# jQuery: Bei Click auf Link/Button Ändern des Elements, das Mousedown selektiert wird



## Netzwerkidi (24. Januar 2011)

Hallo,

Frage an die Experten: Ich will mit Hilfe von jQuery bei Klick auf einen Link danach ein anderes Element, das ich mit der Maus auswähle möchte mittels mousedown, ändern. Z. B. soll die Farbe des Backgrounds geändert werden.

Besser wäre natürlich, das ganze dynamischer zu machen über eine Art Auswahlmenü und/oder über rechte Maustaste statt fest über einen Link oder einen Button und eine festdefinierte Funktion. Aber zuerst will ich das Ganze mal verstehen.

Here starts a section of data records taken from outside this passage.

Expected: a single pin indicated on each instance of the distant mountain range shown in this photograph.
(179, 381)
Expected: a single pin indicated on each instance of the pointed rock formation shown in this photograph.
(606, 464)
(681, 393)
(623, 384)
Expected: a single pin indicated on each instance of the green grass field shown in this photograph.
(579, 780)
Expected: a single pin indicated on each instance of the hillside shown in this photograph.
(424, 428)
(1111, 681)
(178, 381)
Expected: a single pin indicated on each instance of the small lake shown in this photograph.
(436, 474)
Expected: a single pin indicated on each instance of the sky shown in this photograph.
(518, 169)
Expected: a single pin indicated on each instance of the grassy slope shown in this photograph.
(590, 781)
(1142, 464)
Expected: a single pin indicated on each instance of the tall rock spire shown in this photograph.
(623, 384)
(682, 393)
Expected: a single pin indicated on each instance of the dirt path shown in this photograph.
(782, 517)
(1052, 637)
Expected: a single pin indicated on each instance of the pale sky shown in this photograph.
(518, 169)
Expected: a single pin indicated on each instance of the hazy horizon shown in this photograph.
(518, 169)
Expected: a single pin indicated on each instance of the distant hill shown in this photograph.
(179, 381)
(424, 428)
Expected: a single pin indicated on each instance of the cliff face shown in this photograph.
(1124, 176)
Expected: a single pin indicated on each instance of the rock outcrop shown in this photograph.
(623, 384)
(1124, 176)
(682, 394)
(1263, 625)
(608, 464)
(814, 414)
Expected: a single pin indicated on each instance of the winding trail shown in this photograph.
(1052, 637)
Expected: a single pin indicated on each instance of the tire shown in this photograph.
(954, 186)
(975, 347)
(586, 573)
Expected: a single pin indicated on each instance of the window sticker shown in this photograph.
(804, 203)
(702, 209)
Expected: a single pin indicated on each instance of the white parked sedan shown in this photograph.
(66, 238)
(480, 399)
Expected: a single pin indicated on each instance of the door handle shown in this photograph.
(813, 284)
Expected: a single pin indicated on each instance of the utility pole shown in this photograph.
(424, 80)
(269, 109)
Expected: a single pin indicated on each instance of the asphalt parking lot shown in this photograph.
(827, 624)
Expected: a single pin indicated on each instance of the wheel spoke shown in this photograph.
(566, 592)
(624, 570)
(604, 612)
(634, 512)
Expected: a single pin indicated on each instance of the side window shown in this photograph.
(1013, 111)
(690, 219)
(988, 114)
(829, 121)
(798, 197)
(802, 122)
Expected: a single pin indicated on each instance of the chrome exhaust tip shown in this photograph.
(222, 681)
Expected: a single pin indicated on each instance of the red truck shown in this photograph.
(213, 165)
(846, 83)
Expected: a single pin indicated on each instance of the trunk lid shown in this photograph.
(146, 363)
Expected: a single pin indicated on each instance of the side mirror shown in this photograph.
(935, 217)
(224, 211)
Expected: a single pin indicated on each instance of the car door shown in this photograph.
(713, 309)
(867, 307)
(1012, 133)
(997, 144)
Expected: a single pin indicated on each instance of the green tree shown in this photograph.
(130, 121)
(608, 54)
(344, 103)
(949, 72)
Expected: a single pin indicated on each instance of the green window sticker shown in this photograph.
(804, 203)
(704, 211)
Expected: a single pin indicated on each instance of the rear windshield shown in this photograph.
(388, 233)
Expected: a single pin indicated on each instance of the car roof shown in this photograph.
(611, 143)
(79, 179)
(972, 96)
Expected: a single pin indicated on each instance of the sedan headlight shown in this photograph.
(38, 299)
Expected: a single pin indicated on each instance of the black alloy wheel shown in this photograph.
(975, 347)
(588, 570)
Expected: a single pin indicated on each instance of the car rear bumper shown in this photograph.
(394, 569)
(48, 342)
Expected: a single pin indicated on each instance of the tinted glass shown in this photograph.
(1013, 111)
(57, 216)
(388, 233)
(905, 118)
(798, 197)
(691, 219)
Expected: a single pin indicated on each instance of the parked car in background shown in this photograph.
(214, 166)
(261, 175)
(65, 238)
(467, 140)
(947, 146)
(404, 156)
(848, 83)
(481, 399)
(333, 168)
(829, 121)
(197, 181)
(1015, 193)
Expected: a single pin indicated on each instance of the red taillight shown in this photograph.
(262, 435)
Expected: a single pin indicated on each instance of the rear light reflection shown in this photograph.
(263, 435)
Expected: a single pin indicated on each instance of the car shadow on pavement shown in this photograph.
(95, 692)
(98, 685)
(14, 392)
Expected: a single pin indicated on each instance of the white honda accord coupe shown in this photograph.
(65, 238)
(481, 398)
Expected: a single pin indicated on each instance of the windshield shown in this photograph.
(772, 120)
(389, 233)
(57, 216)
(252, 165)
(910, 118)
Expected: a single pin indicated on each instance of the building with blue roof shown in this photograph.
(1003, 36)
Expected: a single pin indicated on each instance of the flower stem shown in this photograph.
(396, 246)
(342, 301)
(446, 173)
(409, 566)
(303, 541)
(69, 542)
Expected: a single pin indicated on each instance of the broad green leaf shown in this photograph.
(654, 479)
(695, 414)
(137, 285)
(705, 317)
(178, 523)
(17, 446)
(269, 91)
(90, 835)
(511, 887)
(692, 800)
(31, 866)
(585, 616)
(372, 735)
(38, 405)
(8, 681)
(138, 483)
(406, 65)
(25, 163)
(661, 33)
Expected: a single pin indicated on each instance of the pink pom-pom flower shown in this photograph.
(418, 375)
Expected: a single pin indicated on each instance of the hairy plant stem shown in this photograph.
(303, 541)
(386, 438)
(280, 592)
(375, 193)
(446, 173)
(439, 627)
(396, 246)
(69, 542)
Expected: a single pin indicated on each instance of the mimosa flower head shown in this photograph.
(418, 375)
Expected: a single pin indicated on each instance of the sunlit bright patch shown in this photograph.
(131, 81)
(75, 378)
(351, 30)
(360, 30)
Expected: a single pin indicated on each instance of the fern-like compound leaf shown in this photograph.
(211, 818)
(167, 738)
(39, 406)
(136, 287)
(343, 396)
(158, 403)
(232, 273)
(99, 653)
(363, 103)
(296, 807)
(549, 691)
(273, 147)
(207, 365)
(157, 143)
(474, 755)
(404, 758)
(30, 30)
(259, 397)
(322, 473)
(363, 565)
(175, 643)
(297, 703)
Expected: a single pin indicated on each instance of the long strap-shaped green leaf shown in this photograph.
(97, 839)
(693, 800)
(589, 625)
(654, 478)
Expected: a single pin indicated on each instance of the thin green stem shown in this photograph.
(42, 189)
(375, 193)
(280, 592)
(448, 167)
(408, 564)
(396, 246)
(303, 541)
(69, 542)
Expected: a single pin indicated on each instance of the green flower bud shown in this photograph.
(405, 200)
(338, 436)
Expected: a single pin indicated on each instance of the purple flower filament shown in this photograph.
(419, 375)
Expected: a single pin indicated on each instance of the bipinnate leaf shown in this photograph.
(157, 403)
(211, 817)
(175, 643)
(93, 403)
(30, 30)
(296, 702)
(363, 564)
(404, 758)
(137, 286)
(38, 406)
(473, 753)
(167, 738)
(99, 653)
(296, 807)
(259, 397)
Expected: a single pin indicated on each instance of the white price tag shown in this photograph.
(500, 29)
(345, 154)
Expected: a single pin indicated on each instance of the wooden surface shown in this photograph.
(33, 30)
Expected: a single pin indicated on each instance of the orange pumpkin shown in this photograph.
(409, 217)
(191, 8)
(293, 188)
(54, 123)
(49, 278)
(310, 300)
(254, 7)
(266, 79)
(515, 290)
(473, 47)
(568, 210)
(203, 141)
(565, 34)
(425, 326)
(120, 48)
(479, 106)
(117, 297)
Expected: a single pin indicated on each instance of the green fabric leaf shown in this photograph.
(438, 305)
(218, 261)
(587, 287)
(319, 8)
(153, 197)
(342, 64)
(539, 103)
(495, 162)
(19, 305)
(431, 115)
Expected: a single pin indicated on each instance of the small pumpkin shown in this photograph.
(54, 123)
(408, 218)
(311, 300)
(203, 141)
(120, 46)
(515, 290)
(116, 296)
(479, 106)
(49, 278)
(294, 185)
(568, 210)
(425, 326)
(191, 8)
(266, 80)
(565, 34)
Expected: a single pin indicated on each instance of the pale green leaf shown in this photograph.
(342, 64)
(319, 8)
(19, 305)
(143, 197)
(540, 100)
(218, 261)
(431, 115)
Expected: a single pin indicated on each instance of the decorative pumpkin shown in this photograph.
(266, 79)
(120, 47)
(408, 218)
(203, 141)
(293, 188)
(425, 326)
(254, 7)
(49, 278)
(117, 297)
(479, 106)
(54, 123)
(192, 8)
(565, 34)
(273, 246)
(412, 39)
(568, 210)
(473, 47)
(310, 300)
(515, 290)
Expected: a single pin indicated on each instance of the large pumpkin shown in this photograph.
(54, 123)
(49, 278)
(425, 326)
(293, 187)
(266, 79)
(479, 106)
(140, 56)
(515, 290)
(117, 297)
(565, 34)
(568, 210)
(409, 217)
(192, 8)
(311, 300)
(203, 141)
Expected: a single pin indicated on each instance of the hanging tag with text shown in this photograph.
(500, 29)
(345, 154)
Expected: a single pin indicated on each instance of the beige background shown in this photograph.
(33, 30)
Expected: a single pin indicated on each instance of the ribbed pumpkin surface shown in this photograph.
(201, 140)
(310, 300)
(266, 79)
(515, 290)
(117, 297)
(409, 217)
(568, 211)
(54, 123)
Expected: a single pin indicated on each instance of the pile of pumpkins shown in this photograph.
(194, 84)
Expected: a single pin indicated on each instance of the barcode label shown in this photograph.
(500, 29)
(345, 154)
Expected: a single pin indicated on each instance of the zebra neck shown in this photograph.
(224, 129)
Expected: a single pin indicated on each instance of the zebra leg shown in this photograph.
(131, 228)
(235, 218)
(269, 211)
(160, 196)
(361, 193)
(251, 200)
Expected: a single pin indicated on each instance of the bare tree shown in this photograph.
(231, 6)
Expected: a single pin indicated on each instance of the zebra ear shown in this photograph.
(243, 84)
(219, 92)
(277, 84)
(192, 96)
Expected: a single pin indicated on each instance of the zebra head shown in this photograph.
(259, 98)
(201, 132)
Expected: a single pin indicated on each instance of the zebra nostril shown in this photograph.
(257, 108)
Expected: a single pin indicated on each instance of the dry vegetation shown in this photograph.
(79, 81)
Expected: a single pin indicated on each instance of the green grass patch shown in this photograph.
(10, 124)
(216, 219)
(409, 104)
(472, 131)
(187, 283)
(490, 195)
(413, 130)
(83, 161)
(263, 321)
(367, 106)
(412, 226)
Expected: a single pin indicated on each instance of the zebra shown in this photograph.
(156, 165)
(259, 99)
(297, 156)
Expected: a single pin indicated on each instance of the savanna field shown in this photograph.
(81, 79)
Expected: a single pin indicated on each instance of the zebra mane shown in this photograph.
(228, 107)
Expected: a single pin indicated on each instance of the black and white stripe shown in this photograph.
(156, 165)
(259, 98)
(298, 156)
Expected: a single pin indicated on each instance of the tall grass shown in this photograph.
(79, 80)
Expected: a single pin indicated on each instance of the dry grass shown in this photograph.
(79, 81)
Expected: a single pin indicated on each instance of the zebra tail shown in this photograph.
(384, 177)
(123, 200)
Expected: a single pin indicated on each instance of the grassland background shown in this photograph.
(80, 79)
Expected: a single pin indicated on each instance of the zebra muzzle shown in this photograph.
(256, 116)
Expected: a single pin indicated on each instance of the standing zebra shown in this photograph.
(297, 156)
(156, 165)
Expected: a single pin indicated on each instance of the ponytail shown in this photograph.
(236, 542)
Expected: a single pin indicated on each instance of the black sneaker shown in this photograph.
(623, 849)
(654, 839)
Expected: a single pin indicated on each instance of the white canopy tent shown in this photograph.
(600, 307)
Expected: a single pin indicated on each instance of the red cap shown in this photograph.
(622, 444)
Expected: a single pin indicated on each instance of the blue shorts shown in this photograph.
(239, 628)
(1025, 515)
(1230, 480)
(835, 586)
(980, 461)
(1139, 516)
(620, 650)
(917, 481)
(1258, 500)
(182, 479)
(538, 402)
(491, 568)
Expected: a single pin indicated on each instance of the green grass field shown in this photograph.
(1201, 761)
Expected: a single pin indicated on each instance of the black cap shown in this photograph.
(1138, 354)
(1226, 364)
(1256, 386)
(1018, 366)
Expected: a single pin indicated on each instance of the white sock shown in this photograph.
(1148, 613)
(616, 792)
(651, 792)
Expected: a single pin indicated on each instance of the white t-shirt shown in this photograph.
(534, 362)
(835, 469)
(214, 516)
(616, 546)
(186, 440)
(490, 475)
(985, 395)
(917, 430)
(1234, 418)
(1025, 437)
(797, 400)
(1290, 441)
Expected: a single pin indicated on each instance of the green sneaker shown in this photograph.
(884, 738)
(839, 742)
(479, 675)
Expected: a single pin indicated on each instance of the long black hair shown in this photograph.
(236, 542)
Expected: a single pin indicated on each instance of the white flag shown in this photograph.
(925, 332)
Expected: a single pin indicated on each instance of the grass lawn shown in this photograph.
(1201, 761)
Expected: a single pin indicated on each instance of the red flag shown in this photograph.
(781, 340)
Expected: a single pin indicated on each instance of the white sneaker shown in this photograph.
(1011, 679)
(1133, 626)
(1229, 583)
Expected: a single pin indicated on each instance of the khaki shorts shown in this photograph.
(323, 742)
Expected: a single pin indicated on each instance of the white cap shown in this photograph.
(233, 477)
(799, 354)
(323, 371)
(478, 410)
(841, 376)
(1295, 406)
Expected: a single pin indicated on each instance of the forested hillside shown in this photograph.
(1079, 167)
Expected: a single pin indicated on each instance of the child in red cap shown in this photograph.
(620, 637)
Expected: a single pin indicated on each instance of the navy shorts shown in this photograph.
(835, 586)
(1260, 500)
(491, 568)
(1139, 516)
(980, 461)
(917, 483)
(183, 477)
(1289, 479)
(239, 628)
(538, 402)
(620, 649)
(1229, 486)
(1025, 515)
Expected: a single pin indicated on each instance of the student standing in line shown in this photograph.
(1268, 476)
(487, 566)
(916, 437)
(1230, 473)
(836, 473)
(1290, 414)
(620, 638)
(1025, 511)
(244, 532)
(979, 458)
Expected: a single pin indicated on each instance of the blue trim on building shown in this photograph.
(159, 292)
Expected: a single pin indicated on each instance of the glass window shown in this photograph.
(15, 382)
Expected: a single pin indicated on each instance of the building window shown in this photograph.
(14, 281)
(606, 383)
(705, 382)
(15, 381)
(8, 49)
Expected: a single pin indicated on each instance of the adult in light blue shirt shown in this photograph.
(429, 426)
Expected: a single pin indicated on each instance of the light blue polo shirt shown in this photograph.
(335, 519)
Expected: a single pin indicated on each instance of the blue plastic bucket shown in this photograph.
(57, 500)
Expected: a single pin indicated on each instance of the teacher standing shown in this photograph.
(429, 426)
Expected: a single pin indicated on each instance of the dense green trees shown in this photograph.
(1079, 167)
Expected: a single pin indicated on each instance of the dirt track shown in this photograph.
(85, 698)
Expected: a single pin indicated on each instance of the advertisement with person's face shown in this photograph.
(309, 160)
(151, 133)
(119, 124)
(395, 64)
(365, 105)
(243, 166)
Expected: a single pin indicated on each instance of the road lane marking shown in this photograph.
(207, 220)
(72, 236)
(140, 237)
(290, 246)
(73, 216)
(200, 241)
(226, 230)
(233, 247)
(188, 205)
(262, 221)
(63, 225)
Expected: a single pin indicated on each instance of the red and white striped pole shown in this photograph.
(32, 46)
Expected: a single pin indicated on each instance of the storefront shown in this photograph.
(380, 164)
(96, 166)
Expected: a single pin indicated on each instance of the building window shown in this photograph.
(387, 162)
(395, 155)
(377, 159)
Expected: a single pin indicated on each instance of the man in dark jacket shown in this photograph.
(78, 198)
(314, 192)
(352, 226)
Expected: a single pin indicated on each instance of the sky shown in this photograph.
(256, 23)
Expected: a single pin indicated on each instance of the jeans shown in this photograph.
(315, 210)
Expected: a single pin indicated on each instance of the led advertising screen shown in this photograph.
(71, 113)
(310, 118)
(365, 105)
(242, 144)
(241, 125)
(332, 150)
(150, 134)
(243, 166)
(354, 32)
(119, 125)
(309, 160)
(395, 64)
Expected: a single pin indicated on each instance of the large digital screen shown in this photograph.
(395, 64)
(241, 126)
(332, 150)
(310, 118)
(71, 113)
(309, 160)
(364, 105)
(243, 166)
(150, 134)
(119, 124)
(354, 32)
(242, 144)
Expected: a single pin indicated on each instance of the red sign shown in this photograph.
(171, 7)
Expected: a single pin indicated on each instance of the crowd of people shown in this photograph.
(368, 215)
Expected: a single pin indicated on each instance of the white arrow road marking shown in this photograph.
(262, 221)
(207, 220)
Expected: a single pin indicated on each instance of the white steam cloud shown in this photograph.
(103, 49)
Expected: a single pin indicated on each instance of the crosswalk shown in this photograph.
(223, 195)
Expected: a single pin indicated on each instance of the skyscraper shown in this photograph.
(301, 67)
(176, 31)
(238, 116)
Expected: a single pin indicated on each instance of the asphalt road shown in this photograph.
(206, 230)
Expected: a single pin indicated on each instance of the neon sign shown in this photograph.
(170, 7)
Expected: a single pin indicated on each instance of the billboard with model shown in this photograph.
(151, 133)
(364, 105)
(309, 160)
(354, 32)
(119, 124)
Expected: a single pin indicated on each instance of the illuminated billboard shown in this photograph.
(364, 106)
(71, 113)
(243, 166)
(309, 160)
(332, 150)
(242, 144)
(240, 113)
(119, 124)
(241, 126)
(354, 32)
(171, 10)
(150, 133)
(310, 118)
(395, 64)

Weiß einer, wie ich das mache? Oder wo kann ich nachschauen? Ich suche schon die ganze Zeit bei jQuery und über Google, aber irgendwie ist der Groschen noch nicht gefallen.

Ansatz bisher war:


```
$("#MyA").bind('click', function(event) {
  $(ZielElement).css("background-color","red);
});
```

Grüße


----------



## Quaese (25. Januar 2011)

Hi,

du könntest einen Bereich, eine Sammlung Elemente mit gleichem Attribut oder alle Elemente im Dokument bei einem Klick auf einen Link mit den notwendigen Event-Handlern versehen. Wird nun ein Element geklickt, wird es wie gewünscht formatiert und die Handler werden von den vorher ausgezeichneten Elementen wieder entfernt.

Beispiel:

```
<html>
<head>
<title>www.tutorials.de</title>
<meta name="author" content="Quaese">
<meta http-equiv="content-type" content="text/html; charset=iso-8859-1">
<script src="../JS-Scripts/jquery/jquery-1.4.4.min.js" type="text/javascript"></script>
<script type="text/javascript">
  <!--
$(function(){
  $('.startIt').click(function(evt){
    // Neue Farbe aus title-Attribut
    var strCol = $(this).attr('title');
    // Standard-Funktion verhindern
    evt.preventDefault();

    // Alle Elemente im Element mit der ID "elemWrapper" mit den gewünschten Event-Handlern auszeichnen
    $('#elemWrapper *').bind('mouseenter.mark_all', function(){
      // Aktuelles Element mit Hintergrundfarbe hinterlegen, wenn der Cursor darüber ist
      $(this).css({
        background: '#ccc'
      });
    }).bind('mouseleave.mark_all', function(){
      // Hintergrundfarbe wieder zurücksetzen, wenn Cursor das Element verlässt
      $(this).css({
        background: ''
      });
    }).bind('click.mark_all', function(evt){
      // Standard-Funktion unterbinden
      evt.preventDefault();

      // Event-Handler wieder entfernen
      $('#elemWrapper *').unbind('click.mark_all').trigger('mouseleave.mark_all').unbind('mouseenter.mark_all').unbind('mouseleave.mark_all');

      // Neue Farbe zuweisen
      $(this).css({
        color: strCol
      });

    });
  });
})
 //-->
</script>
</head>
<body>
<ol>
  <li>Farbe wählen</li>
  <li>Cursor über gewünschtes Element im umrandeten Bereich bewegen</li>
  <li>Farbe durch Klicken an Element zuweisen</li>
</ol>
<a href="#" class="startIt" title="#f00" style="color: #f00;">rot</a>
<a href="#" class="startIt" title="#0f0" style="color: #0f0;">gruen</a>
<a href="#" class="startIt" title="#00f" style="color: #00f;">blau</a>
<a href="#" class="startIt" title="" style="color: #000;">ohne</a>

<div id="elemWrapper" style="border: 1px solid #000; background: #efefef; width: 400px; height: 400px;">
  <a href="#">Link</a>
  <p>Absatz</p>
  <div>DIV</div>
  <h1>Überschrift</h1>
</div>
</body>
</html>
```
Ciao
Quaese


----------



## Netzwerkidi (25. Januar 2011)

Hai Quaese,

wie sagte mein früherer Cheffe immer: das unterscheidet den Tüftler vom Proffi!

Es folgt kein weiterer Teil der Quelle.